Berlin – Der erbitterte Streit zwischen Union und SPD über eine Verlängerung des Rüstungsexportstopps für Saudi-Arabien zieht sich in die Länge. Nur vier Tage vor der selbstgesetzten Frist für einen Kompromiss scheiterte am Mittwoch im Kanzleramt in Berlin ein Einigungsversuch des geheim tagenden Bundessicherheitsrats. Das Gremium mit Kanzlerin Angela Merkel (CDU) an der Spitze vertagte seine Beratungen auf einen unbestimmten Zeitpunkt. Die Suche nach einer Lösung soll zunächst auf Parteiebene fortgesetzt werden.
Die Bundesregierung hatte im November nach der Tötung des saudischen Regierungskritikers Jamal Khashoggi Rüstungslieferungen nach Saudi-Arabien auf Eis gelegt – auch die schon genehmigten. Bereits zwei Mal wurde der Exportstopp verlängert, zuletzt bis 31. März.
SPD-Chefin Andrea Nahles ist nun für eine erneute Verlängerung um ein halbes Jahr. Die Union ist strikt dagegen. Hauptgrund dafür ist die massive Verärgerung der Bündnispartner Frankreich und Großbritannien. Sie kritisieren, dass europäische Gemeinschaftsprojekte von dem Exportstopp betroffen sind und werfen Deutschland vor, die europäische Zusammenarbeit im Verteidigungsbereich zu gefährden.
Auch im Inland gibt es Probleme: Mehrere Rüstungsunternehmen behalten sich bei einer weiteren Verlängerung rechtliche Schritte gegen die Bundesregierung vor. Betroffen von dem Exportstopp sind unter anderem 300 Arbeitsplätze bei der Lürssen-Werft in Wolgast (Mecklenburg-Vorpommern).
Dafür scheint es jetzt eine Lösung zu geben. Bundespolizei, Zoll und Marine wollen nach einem Bericht des Redaktionsnetzwerks Deutschland (RND) sieben eigentlich für Saudi-Arabien gebaute Schiffe übernehmen, falls der Rüstungsexportstopp verlängert wird. Die sechs Patrouillenboote und ein Ausbildungsschiff seien bereits von der Bremer Lürssen-Gruppe fertig gebaut worden und sollten eigentlich an Saudi-Arabien geliefert werden. Die Patrouillenboote würden insgesamt 120 Millionen Euro kosten, das Ausbildungsschiff 45 Millionen.
Der Koalitionsstreit ist aber nicht gelöst. Die Vorsitzenden von CDU und SPD, Annegret Kramp-Karrenbauer und Andrea Nahles, äußerten sich am Mittwochabend bei einer Diskussionsveranstaltung in Berlin einsilbig zum weiteren Verfahren.
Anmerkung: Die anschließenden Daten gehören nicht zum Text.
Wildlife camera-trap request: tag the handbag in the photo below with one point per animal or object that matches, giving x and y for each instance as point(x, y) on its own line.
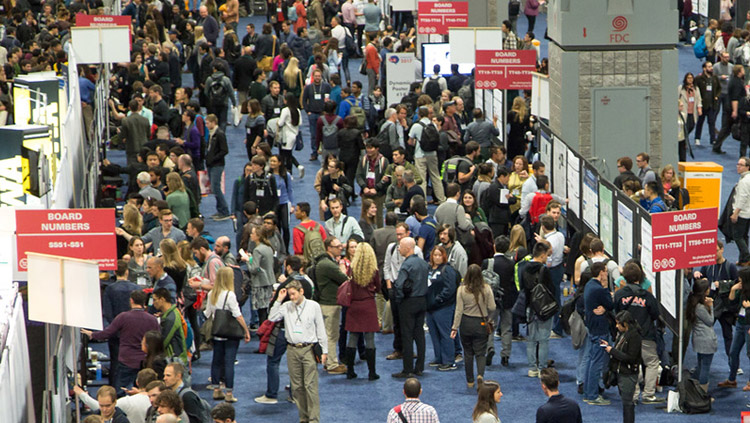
point(225, 325)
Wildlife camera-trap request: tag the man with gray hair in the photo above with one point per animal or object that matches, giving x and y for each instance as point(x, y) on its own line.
point(144, 187)
point(410, 295)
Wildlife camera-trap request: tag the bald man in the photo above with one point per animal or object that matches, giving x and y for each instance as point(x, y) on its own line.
point(411, 289)
point(222, 249)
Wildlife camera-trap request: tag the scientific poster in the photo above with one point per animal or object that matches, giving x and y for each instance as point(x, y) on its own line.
point(624, 233)
point(559, 163)
point(591, 199)
point(646, 250)
point(574, 184)
point(605, 218)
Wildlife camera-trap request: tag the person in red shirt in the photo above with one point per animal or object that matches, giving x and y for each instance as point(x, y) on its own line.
point(302, 213)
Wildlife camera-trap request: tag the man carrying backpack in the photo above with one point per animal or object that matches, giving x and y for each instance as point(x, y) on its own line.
point(435, 84)
point(425, 137)
point(219, 90)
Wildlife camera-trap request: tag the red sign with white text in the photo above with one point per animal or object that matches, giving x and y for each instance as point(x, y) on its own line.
point(87, 234)
point(504, 69)
point(436, 17)
point(683, 239)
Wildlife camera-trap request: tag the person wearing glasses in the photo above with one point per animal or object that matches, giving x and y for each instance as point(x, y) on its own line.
point(741, 211)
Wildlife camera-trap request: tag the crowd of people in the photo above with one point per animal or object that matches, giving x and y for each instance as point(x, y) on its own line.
point(493, 256)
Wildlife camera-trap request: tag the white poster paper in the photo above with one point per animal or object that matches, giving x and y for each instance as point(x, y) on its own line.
point(667, 290)
point(400, 70)
point(605, 219)
point(591, 200)
point(574, 184)
point(646, 250)
point(624, 233)
point(559, 163)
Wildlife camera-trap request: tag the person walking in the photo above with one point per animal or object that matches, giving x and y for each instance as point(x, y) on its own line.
point(361, 315)
point(626, 358)
point(441, 304)
point(222, 297)
point(474, 302)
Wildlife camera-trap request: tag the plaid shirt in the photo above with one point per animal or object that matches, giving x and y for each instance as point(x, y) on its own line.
point(415, 411)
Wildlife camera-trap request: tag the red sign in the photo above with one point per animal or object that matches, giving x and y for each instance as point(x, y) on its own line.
point(683, 239)
point(437, 17)
point(77, 233)
point(504, 69)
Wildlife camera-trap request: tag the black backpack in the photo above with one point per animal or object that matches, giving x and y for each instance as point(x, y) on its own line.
point(432, 88)
point(430, 139)
point(693, 399)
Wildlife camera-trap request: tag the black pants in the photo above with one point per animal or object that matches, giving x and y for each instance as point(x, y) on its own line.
point(396, 321)
point(412, 313)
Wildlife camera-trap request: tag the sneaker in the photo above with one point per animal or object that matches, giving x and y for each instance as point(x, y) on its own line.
point(447, 367)
point(598, 401)
point(265, 400)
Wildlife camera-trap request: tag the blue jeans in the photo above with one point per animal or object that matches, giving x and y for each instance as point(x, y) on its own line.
point(440, 321)
point(556, 274)
point(222, 363)
point(538, 337)
point(272, 366)
point(704, 367)
point(598, 359)
point(738, 341)
point(214, 176)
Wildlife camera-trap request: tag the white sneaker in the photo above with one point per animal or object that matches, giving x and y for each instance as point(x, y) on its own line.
point(265, 400)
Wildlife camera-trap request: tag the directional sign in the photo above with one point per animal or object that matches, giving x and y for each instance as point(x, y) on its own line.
point(683, 239)
point(437, 17)
point(504, 69)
Nahles sagte, es gebe zwar noch keinen Konsens. „Wir haben ihn aber vielleicht morgen oder übermorgen.“ Kramp-Karrenbauer verwies darauf, dass der Bundessicherheitsrat geheim tage und sie deswegen nicht wisse, was da besprochen werde. Deswegen sei es „schwer zu spekulieren heute“, wie es jetzt weitergehe.
In den vergangenen Tagen und Wochen waren Einigungsversuche auf unterschiedlichen Ebenen gescheitert. Dem Sicherheitsrat gehören neben Merkel acht Bundesminister an, drei aus der SPD. Zunächst gab es gestern keine Informationen darüber, woran es zwischen den Teilnehmern hakte.